This I believe
I used to believe that death was a lie, especially when it came to my grandmother. In my childish mentality, I rationalized that my unwavering belief wouldn’t let her die, or rather that she wouldn’t die because I loved her. I created this sort of fantasy in my head that good people lived for eternity. It sounds silly now but back then, when I was five, it became my mantra and eventually stuck to me for years.
When I was about nine years old, I walked into school one morning, and there was a 5th grade girl crying while everyone crowded around her; her father had passed away. Most of my classmates just stood there and stared at her with pity in their eyes, yet no one dared to come close and offer any comfort. I was afraid and so became one of the spectators, watching the scene taking place before my eyes. As I stood there, transfixed by the girl’s tears, I realized that I could be her and so I turned around and chanted my mantra as I walked into class.

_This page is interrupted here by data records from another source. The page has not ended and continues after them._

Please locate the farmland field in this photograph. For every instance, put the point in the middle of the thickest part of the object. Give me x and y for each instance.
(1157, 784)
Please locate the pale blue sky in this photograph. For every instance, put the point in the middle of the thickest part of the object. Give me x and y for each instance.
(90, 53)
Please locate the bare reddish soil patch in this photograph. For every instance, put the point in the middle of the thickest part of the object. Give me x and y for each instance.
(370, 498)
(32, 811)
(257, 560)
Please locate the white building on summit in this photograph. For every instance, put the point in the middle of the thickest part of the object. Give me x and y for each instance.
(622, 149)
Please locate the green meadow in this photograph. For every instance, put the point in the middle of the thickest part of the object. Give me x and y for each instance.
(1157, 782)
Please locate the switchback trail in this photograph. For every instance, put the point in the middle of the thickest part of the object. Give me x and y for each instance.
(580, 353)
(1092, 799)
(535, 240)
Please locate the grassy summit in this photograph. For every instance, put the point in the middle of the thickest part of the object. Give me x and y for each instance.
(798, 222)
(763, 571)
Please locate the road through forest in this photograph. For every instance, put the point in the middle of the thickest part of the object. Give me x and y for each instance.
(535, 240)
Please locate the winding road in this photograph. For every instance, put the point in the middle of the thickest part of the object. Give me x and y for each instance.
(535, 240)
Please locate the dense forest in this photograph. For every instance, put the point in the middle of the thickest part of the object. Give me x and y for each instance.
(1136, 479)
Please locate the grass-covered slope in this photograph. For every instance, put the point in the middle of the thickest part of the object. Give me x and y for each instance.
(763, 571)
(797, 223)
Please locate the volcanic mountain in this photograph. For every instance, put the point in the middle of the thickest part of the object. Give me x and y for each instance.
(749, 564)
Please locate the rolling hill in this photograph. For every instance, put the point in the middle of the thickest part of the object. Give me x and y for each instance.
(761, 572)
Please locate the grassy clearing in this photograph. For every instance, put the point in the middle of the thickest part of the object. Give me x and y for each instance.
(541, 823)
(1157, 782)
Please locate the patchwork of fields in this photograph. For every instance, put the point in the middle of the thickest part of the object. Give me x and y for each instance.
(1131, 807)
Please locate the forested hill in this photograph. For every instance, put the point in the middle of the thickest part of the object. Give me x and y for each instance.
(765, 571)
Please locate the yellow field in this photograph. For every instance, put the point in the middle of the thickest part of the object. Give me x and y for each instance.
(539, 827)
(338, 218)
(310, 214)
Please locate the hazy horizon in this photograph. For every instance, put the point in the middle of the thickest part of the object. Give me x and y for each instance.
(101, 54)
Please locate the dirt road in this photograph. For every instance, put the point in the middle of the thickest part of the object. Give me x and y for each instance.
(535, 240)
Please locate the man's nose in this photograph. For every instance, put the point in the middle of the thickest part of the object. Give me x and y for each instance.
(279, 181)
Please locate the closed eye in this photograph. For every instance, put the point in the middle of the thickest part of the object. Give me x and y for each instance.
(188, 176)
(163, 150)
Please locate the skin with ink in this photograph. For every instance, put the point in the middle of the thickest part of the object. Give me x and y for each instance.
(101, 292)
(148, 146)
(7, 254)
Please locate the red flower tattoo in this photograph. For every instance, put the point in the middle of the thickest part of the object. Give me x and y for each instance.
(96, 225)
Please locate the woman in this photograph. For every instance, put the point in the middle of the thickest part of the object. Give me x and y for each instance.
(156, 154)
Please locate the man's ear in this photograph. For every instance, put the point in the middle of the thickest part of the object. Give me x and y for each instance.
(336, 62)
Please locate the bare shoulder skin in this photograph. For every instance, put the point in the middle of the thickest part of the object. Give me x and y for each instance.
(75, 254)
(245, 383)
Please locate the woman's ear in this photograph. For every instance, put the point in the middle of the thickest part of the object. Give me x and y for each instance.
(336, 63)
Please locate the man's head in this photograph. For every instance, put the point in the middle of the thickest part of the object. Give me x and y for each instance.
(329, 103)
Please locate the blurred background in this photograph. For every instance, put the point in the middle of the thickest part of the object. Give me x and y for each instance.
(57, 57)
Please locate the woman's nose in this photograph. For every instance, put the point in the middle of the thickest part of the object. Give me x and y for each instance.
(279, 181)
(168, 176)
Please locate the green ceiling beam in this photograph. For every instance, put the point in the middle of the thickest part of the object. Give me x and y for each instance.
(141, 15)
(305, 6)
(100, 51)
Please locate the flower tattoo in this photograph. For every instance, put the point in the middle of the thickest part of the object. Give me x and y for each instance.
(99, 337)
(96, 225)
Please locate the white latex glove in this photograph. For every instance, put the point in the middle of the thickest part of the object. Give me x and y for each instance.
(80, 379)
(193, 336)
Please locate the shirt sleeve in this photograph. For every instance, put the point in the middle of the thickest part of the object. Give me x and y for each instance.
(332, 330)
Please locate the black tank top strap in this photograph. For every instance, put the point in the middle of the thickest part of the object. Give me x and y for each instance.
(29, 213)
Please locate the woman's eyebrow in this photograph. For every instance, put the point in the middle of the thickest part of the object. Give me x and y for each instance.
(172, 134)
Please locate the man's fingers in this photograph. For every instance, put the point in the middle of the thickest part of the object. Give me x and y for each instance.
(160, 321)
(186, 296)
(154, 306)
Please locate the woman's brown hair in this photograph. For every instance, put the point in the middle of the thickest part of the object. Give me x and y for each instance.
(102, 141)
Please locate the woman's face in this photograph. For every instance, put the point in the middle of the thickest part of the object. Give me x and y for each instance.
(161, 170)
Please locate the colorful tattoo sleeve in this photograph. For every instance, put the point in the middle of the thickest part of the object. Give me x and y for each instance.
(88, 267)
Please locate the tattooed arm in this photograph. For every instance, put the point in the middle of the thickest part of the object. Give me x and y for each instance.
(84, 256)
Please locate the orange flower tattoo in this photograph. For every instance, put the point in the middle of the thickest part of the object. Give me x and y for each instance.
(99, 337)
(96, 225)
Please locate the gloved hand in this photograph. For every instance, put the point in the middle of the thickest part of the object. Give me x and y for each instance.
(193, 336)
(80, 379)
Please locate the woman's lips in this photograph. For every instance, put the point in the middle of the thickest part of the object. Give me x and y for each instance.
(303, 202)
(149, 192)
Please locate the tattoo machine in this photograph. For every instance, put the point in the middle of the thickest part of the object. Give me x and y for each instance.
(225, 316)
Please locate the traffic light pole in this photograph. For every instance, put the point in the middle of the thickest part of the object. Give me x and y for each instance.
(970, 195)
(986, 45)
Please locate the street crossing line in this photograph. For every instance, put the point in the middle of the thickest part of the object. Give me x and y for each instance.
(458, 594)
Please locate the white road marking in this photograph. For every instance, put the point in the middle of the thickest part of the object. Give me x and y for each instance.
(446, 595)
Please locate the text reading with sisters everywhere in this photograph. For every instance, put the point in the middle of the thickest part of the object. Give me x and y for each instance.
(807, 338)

A year later, I stood in a funeral home while adults with somber faces sat in a room with a coffin at its center. It was my uncle’s funeral and I felt numb. No tears were shed by me because truthfully everything was happening at the speed of light from where I stood. Then and there I discovered a quality about death which shook me to my core: death did not announce itself, death came, staked its claim over the human soul and left pain in those who still lived.
Now, at the age of seventeen, I have finally come face to face with reality and left behind the mantra which I began to believe in so long ago. My grandmother passed away at the age of 93 and I wasn’t able to be with her in her last moments or at her funeral. The news of her death sucked the air out of the room, thoughts and memories came rushing in and along with them the hot tears which destroyed the dam I was trying to build to hold them back. That was the moment I realized how lucky I was for being able to enjoy my grandmother’s presence for as long as I did, and that is when I smiled. I smiled because she lived and laughed, but most importantly I smiled because as she said “if you cry you will become an ugly girl.”
Now I don’t live by a mantra created years ago, I live by the lesson I learned from my grandmother: Enjoy those that surround you in the now and do not waste time in thinking about the future or the what-ifs.